O que se passa é diferente. Nenhum governante e nenhum governo sofre desgaste de imagem, nem se instalaria o "pessimismo na sociedade", sem causas por trás disso. Desgaste e pessimismo são, sempre, consequências. E, em relação ao governo atual, não são consequências do massacre de lavradores, nem do castigo aos dependentes de salário mínimo. As referências ao desgaste do governo são anteriores àqueles fatos.
As opiniões recolhidas no empresariado representativo, notoriamente fernandista; em políticos capazes, mesmo que governistas, de isenção analítica (observo logo que são poucos); em intelectuais idem (são raríssimos) e na classe média mais atenta e informada, são opiniões que convergem para as mesmas conclusões. Como convergiram para o mesmo candidato à Presidência e, depois, para as pesquisas de opinião pública favoráveis ao presidente. Apenas continuam convergentes, portanto.
Se em vez das pesquisas que encomenda, em empresas que querem continuar sendo contratadas e muito bem pagas, a Presidência recolhesse por aí a opinião sincera em suas próprias forças na sociedade, dela poderia fazer uma síntese assim:
- A principal característica do governo, como todo, é o imobilismo. Dos tantos problemas que dependem só de ação organizadora, de planejamento modernizador, de trabalho ministerial, continuam todos como foram recebidos pelo atual governo. A impressão, incontestável, é de que todos, ou quase todos, não trabalham.
- As reformas propostas pelo governo nada reformarão de fato, não podendo resultar nas inovações prometidas pelo candidato. E exatamente aquelas apresentadas então e há muito consideradas como fundamentais, as reformas tributária e fiscal, ficaram para o futuro desconhecido (estas reformas são de citação infalível no grande empresariado). Sobre as outras, os demais setores percebem muito bem que não trarão qualquer benefício para a sociedade.
- O perfil de Fernando Henrique é o de um presidente que não governa.
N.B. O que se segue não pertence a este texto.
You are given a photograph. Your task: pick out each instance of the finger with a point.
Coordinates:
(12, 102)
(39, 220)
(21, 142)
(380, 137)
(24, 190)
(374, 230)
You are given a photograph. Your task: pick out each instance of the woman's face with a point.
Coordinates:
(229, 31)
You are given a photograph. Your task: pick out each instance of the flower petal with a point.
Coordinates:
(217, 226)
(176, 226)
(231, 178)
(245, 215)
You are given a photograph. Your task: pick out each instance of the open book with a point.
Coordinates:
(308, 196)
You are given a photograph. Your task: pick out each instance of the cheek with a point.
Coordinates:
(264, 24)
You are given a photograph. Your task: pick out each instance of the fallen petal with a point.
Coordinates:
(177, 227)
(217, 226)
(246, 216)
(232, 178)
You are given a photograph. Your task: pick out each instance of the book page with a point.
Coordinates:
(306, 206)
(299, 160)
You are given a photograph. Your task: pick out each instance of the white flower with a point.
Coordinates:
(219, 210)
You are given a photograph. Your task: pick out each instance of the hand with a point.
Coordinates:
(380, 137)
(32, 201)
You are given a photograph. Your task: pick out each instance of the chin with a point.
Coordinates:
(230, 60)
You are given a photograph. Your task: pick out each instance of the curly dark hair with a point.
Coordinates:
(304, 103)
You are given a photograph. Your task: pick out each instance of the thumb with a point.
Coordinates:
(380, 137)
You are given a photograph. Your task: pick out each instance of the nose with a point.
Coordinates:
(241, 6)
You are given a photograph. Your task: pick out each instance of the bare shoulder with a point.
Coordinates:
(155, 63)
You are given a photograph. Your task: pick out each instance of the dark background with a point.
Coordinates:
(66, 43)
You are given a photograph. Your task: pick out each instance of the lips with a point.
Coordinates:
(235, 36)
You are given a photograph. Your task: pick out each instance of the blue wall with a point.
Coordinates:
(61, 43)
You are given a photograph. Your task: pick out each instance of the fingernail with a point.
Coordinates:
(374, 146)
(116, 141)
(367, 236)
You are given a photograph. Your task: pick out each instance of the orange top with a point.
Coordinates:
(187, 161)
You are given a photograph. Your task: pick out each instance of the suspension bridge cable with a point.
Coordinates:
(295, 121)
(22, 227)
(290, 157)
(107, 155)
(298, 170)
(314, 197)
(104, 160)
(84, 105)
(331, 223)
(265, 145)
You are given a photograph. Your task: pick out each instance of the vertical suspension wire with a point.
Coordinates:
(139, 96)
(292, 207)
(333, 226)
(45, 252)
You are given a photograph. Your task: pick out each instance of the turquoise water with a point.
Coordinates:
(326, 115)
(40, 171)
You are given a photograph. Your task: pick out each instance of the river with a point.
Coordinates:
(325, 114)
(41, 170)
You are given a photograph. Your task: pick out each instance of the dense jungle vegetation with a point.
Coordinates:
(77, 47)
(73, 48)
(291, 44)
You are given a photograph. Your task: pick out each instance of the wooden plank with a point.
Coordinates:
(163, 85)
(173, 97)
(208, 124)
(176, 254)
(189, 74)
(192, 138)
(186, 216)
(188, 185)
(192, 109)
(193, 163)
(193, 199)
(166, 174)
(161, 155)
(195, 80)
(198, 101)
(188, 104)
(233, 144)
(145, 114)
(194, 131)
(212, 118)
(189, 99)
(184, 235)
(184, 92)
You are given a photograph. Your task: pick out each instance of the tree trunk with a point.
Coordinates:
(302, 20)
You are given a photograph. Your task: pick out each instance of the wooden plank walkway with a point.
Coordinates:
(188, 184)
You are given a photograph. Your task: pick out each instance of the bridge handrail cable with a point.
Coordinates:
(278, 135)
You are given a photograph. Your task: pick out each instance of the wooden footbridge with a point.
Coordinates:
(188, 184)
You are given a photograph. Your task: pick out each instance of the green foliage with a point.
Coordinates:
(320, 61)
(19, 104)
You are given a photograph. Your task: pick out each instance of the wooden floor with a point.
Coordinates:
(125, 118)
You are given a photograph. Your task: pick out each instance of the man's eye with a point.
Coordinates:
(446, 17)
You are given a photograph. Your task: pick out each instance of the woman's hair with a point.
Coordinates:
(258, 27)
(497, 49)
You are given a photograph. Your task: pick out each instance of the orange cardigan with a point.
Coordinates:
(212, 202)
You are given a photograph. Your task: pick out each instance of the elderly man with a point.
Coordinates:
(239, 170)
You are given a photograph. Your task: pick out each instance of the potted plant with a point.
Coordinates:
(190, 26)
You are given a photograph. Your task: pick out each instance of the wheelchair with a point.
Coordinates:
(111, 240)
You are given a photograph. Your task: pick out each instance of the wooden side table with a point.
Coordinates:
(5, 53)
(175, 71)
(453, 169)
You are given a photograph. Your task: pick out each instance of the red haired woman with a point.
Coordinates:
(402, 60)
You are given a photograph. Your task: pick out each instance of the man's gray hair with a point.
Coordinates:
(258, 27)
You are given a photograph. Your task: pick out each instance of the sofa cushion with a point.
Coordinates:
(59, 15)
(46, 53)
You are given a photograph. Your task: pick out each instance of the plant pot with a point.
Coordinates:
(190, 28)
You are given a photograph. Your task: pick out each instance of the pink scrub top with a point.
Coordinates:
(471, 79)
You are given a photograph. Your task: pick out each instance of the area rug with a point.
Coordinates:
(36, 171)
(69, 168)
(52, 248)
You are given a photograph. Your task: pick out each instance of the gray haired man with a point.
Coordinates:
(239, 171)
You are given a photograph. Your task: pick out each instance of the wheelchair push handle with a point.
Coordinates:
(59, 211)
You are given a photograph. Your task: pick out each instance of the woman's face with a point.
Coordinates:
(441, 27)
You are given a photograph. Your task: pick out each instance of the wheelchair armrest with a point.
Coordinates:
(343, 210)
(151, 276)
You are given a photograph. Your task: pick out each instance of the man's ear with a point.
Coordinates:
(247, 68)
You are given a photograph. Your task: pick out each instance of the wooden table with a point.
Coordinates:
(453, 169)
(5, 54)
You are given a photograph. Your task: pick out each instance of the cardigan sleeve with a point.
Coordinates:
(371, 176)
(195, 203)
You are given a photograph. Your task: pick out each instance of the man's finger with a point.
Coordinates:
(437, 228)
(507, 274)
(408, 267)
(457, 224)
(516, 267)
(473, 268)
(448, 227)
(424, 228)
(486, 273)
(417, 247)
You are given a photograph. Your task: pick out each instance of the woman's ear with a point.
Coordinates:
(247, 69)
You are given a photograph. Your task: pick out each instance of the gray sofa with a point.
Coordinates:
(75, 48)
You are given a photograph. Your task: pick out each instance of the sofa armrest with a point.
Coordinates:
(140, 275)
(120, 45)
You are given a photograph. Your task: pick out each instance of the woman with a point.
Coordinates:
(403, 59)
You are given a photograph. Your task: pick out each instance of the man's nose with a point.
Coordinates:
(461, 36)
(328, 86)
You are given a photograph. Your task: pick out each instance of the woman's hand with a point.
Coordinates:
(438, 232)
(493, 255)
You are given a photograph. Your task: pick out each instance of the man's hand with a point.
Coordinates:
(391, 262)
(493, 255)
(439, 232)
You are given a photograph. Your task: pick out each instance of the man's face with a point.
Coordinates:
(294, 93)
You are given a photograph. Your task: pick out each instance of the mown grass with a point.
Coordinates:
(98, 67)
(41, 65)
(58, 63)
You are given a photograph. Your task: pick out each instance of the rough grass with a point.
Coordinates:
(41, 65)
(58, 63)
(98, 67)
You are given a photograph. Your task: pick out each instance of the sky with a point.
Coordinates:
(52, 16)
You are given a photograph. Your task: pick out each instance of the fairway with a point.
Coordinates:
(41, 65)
Não administra: não define tarefas, não cobra desempenhos, não tem sequer um programa de ação. Toda a sua atividade está voltada só para o máximo de presença nos meios de comunicação, falando muito para dizer coisas que não se transformam em realidades do governo ou do país.
As iniciativas de Fernando Henrique para reverter o desgaste percebido, com reuniões imensas e sucessivas, discursos sucessivos e imensos, só confirmam e fortalecem as causas do desgaste. O imobilismo, as reformas inconvincentes e a discursaria sem fundos continuam intocados e produzindo seus efeitos lógicos.
Se Fernando Henrique está certo na identificação de "um clima de pessimismo" na sociedade, só pode deduzir que não há outra causa possível de pessimismo senão a de decepção com o presidente de tantas promessas.